I am writing to you as a concerned citizen to urge you to standardize care for the diagnosis and management of vasa previa.

As you know, vasa previa is a condition in which fetal blood vessel(s) from the placenta or umbilical cord crosses the entrance to the birth canal, beneath the baby. Current studies in Australia show a 1:750 incidence rate.

Undiagnosed, the condition has a high fetal mortality rate (50-95%). This can be attributed to rapid fetal exsanguination resulting from the vessels tearing when the cervix dilates, membranes rupture or if the vessels become pinched off as they are compressed between the baby and the walls of the birth canal.
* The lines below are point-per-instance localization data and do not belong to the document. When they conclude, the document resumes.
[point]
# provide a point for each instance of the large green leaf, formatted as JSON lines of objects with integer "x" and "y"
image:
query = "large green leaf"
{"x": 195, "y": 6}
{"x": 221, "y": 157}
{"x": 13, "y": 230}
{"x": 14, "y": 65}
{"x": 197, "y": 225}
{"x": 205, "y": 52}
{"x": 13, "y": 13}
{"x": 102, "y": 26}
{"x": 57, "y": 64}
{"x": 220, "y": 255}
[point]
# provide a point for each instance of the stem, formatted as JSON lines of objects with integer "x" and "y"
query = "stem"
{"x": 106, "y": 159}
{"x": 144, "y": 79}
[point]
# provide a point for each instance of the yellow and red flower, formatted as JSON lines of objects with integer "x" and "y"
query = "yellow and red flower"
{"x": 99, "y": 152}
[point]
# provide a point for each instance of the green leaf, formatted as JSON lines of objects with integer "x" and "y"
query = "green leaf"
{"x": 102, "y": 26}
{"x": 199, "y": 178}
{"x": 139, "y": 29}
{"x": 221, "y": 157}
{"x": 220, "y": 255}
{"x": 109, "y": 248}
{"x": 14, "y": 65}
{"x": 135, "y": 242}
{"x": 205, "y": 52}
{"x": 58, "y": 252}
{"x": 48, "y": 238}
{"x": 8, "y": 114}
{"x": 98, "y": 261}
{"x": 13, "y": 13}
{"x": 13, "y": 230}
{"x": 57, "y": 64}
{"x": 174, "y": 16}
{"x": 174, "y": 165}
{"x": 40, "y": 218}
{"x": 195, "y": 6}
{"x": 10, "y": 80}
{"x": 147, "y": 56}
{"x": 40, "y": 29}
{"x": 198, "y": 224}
The aberrant vessels result from:
Velamentous Insertion of the Umbilical Cord
Multi-lobed placenta (bi-lobed Placenta or succenturiate- lobed placenta)
Pathology

Little is known about the cause of these conditions. The most widely recognized theory is called trophotropism. According to Dr. Harris Finberg, trophotropism in placental tissue can be compared to the tendency of a plant to lean towards the sun to get the light it needs to survive. Since the lower segment of the uterus is not as nourishing as the upper segment, the placenta will remodel itself upwards to reach more nourishing tissue.

As the placenta remodels, new growth may occur away from the location where the cord inserts into the placental resulting in velamentous cord insertion. Or the remodeling may leave the placenta in lobes connected by unprotected blood vessels running through the membranes between the lobes (bi-lobed, succenturiate lobed placenta).
Vasa previa can result from low-lying or placenta previa, where unsupported fetal vessels from these conditions cross the internal os, between the baby and the birth canal.

Warning Signs
Vasa previa might be present if any of the following conditions exist:
• velamentous cord insertion
• multi-lobed placenta (bi-lobed placenta or succenturiate-lobed placenta)
• low-lying placenta or placenta previa (even if it corrects itself!)
• pregnancies resulting from in-vitro fertilization
• multiple pregnancies
• maternal history of D&C or uterine surgery

Management
When vasa previa is both detected and managed properly prior to labor, the baby has a virtual 100% chance of survival.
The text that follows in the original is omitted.